His e-mail said that while the soldiers are receiving great care at the 28th Combat Surgical Hospital in Baghdad, it is difficult to get many basic items such as toothbrushes, toothpaste, soap, deodorant and shampoo and the hospital is in short supply.
"I realize there are many worthy causes, but this is one cause that has a direct impact on the morale and personal hygiene of your service members," Stroud said in the e-mail.
Teachers at the different schools have volunteered to collect items from students and staff and deliver them to Amy, who will mail them to her husband on or shortly after Veterans Day. He will then deliver the packages to the hospital. Art teacher Rebecca Graham, who has been collecting items at the high school, said the response from students and staff has been excellent.
"Sometimes I'll come in and my desk will be full," Graham said.
Students in her seminar class also took the time Tuesday morning to write cards of encouragement and thanks to soldiers to include in the Mission TLC care packages.
Some students, such as Tiffany Waxmonski, senior, gathered items from home like extra toothbrushes and unopened toothpaste. Others, like Colton Metzinger, senior, chose to give a monetary donation.
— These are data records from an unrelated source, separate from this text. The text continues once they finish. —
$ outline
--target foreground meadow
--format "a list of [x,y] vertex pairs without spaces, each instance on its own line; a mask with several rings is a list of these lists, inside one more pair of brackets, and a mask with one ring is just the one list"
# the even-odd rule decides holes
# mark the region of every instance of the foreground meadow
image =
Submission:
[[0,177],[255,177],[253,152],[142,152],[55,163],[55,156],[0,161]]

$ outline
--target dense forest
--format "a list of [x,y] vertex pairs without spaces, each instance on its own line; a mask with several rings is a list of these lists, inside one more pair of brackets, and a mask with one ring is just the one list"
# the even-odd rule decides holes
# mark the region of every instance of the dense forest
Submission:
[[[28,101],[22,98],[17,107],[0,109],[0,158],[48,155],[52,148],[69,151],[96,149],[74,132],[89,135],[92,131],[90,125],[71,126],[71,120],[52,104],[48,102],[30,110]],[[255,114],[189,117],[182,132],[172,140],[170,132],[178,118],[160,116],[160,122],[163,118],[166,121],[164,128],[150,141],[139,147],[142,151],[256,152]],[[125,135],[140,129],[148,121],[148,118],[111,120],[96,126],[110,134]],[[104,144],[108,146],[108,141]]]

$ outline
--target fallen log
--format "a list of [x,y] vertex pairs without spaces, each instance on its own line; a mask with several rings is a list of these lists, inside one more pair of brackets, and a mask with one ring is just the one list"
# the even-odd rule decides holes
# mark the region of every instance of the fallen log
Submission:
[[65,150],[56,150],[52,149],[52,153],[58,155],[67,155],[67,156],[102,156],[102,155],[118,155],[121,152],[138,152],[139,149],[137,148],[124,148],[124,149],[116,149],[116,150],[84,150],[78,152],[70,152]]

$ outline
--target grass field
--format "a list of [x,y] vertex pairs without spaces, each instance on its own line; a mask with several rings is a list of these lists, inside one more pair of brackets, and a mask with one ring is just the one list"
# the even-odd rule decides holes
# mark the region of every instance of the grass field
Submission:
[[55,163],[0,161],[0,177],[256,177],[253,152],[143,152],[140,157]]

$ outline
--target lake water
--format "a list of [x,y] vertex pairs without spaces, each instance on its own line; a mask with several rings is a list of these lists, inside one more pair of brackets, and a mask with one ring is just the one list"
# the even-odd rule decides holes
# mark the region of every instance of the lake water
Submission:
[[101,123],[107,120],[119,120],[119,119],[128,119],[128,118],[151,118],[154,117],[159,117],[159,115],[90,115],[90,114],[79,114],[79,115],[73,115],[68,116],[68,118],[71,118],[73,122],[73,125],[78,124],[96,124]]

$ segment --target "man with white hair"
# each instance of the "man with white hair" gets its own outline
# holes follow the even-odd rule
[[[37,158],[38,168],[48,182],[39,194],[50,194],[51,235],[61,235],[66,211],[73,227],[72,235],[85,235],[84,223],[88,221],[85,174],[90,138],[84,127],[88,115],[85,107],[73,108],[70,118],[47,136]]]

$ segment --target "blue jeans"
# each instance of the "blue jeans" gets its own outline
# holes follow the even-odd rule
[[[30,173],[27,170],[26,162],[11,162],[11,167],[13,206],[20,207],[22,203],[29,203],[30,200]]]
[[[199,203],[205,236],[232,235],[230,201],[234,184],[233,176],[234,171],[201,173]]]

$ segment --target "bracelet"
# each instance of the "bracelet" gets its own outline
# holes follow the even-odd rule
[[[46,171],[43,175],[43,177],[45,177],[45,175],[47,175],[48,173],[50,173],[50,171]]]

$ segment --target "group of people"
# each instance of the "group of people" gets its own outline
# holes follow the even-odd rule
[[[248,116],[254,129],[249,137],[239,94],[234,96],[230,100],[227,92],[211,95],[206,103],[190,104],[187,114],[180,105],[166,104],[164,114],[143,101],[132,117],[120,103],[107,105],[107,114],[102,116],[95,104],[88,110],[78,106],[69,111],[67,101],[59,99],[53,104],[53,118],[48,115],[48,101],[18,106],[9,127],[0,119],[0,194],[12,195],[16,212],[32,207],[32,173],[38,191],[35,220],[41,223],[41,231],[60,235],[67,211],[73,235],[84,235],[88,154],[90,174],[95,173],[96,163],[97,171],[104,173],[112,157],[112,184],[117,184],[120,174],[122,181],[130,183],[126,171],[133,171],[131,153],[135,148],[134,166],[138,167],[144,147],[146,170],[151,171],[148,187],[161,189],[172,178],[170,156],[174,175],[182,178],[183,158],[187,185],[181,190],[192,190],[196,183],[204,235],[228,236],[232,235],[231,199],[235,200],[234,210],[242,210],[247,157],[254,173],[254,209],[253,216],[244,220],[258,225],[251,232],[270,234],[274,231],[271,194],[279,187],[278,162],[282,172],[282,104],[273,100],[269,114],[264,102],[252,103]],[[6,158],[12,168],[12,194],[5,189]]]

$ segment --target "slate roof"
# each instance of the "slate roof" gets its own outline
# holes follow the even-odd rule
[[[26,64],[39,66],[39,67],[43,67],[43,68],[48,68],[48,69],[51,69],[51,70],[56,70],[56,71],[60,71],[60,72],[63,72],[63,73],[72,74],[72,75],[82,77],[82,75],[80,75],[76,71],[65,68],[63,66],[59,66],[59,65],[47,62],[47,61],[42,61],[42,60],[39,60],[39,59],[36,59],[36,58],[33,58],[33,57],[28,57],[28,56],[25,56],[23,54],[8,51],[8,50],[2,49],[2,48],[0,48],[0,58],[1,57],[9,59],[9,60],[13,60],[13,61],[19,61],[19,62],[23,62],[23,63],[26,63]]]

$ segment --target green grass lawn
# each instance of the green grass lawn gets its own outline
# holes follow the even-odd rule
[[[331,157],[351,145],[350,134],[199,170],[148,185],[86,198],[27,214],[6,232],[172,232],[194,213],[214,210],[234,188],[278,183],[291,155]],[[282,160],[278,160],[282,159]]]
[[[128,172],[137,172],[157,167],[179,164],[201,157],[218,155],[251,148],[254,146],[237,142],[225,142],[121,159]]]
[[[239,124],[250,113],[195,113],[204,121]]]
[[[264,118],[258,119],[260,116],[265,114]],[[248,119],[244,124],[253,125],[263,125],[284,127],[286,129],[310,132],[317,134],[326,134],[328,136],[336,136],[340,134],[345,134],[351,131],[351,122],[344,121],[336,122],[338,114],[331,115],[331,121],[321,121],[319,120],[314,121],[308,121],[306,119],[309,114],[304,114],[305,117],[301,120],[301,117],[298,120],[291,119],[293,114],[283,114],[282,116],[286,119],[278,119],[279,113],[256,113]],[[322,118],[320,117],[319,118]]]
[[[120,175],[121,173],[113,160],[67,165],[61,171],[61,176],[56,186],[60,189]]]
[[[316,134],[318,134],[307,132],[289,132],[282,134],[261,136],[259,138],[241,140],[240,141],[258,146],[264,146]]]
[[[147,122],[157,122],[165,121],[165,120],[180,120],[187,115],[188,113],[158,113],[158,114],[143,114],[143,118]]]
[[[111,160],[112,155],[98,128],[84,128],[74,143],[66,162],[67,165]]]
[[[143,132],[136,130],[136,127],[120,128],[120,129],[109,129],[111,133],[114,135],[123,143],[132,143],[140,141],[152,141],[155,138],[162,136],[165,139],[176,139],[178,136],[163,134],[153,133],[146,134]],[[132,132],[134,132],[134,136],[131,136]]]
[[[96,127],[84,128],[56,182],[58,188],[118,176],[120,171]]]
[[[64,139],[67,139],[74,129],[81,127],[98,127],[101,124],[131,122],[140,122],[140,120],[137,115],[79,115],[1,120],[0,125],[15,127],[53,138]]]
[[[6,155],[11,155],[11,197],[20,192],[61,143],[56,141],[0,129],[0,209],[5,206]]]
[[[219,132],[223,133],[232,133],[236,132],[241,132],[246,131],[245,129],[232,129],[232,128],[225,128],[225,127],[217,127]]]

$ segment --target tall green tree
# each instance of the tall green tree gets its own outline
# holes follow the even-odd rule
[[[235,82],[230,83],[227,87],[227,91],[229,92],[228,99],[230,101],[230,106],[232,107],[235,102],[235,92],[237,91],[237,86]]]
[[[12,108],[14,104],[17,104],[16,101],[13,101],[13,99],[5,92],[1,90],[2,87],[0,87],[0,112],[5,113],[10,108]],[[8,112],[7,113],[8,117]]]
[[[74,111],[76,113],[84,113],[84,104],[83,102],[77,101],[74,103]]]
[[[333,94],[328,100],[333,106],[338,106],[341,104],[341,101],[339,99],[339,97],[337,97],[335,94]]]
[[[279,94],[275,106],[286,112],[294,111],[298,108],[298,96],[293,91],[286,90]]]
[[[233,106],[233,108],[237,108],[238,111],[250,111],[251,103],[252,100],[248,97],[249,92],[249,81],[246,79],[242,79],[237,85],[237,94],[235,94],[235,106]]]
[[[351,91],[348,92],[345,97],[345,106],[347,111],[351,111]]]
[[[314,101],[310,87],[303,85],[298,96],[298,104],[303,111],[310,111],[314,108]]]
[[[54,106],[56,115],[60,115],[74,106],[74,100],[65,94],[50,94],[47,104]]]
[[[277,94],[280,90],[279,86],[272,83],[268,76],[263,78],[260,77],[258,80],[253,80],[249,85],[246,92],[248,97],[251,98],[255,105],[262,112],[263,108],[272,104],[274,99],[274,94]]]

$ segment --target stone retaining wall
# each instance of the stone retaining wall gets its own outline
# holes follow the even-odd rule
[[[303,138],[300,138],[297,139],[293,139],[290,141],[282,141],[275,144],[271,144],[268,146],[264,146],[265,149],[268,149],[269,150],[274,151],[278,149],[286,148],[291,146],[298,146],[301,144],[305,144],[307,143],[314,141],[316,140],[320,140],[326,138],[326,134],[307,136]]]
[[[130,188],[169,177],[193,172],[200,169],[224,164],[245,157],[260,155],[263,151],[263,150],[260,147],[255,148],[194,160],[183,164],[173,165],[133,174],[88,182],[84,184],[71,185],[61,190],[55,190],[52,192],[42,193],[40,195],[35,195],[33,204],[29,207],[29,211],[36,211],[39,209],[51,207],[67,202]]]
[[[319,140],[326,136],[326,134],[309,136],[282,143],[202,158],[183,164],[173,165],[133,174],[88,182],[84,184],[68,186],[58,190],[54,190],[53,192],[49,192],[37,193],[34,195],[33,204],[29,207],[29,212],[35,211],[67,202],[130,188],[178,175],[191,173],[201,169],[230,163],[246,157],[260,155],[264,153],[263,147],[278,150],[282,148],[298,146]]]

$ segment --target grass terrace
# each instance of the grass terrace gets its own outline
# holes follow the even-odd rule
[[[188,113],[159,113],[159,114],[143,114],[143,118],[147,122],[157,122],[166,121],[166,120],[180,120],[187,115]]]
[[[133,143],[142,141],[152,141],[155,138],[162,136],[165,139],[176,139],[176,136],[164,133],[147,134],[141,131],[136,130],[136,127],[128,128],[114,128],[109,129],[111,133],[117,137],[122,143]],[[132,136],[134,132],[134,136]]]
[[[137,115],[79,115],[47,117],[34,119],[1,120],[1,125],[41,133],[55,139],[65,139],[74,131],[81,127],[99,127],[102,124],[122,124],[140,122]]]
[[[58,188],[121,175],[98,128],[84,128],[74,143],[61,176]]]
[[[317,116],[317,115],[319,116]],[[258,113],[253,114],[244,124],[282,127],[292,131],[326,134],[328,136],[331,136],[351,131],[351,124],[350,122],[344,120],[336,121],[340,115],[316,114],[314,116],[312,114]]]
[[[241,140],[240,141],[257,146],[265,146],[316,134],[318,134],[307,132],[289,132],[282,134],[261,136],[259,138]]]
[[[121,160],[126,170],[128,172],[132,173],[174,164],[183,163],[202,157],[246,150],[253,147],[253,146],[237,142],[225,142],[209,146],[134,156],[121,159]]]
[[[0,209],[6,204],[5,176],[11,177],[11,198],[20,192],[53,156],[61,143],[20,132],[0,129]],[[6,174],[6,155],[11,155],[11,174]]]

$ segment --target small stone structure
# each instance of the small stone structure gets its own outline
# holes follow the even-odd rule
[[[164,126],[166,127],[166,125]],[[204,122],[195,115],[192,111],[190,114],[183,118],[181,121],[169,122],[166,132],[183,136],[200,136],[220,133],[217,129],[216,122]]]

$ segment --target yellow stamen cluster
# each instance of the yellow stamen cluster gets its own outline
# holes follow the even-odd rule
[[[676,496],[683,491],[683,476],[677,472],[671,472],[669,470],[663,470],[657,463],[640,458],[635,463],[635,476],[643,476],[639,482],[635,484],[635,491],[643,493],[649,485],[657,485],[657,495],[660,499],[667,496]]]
"If they need it, it's almost an obligation for us to give it to them," Metzinger said about donating items to soldiers. "It's pretty important that we at least do something to help."
Stroud said that any money donated will help cover the cost of mailing the packages. After sending several packages to her husband, she said the most economical way to send items is in flat-rate boxes, which are $8 each. Stroud said she will spend any leftover money on phone cards for the soldiers.
Stroud encourages students and faculty to bring in items by Friday, but late donations will be accepted. She said that if there is an abundance of donations, the hospital will begin putting the items on the shelf for future patients so all donations are greatly appreciated.
"These are things we take for granted," Stroud said. "Every little bit helps."